Lors de l’assemblée de Solocal du 15 décembre, 17 résolutions externes furent déposées, en demandant les mêmes révocations que lors de la dernière assemblée, et en demandant la nomination de 9 administrateurs. Ces résolutions n’ont pas été approuvées. Enfin, lors de l’assemblée du 13 juin 2017, Pierre-Henri Leroy et Bénédicte Leroy ont demandé la révocation du Président du conseil et d’une administratrice et proposé une résolution alternative à un plan d’actions gratuits trop généreux et reposant sur un objectif de cours non cohérent avec le discours précédent du management lors des discussions sur la restructuration financière. Finalement l’assemblée générale rejeta le plan d’actions gratuites du management et le Président Robert de Metz annonça son départ.

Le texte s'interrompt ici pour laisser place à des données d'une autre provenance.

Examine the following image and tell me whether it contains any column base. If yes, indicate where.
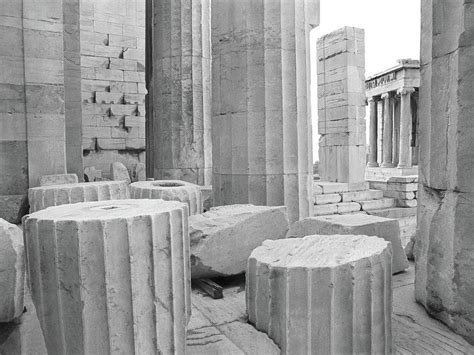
[397,164,412,169]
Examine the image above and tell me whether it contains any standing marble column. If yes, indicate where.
[147,0,212,185]
[398,88,415,168]
[377,100,384,165]
[415,0,474,344]
[381,93,393,168]
[367,97,379,168]
[212,0,319,221]
[317,27,367,183]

Les autres résolutions externes les plus fréquentes sont les résolutions liées au dividende (à hauteur de 7% des résolutions déposées) et les résolutions relatives à des actes de gestion (6%).

La saison 2017 fut aussi marquée par le dépôt par la SICAV d’engagement actionnarial PhiTrust Active Investors ( conseillée par Proxinvest) d’une résolution visant à supprimer le droit de vote double chez Accor, le principal concurrent d’Accor en France, le chinois JinJiang, désormais premier actionnaire d’Accor, devant obtenir en 2018 des droits de vote double. Malheureusement le conseil d’administration d’Accor  n’a pour le moment pas satisfait les attentes de ses actionnaires minoritaires qui auront largement soutenu cette demande de suppression du droit de vote double et Accor présente un risque de prise de contrôle rampante.

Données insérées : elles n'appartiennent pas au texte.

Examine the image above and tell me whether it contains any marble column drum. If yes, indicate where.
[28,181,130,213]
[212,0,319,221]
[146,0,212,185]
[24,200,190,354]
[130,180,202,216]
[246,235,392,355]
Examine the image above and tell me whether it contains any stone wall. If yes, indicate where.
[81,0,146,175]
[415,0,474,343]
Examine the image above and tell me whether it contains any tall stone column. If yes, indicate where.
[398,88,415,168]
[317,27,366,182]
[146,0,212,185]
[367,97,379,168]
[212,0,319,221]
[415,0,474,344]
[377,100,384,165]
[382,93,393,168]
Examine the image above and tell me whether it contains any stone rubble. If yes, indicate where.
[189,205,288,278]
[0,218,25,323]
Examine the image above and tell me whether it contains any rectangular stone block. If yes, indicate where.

Des résolutions soutenues par Proxinvest mais majoritairement rejetées

Proxinvest se montre en général un appui pour de telles initiatives, pourvu qu’elles soient conformes avec notre politique de vote. Ainsi, nous avons soutenu toutes les résolutions externes déposées lors des assemblées du CAC40, 80% de celles déposées lors des assemblées du SBF120 (toutes sauf une) et 83,6% de celles déposées lors des assemblées du CAC All Tradable.

Le dépôt de résolutions externes est une manifestation des désaccords et des divergences entre les actionnaires minoritaires et les directions des sociétés. En cela, leur augmentation peut être interprétée comme une augmentation de la contestation actionnariale.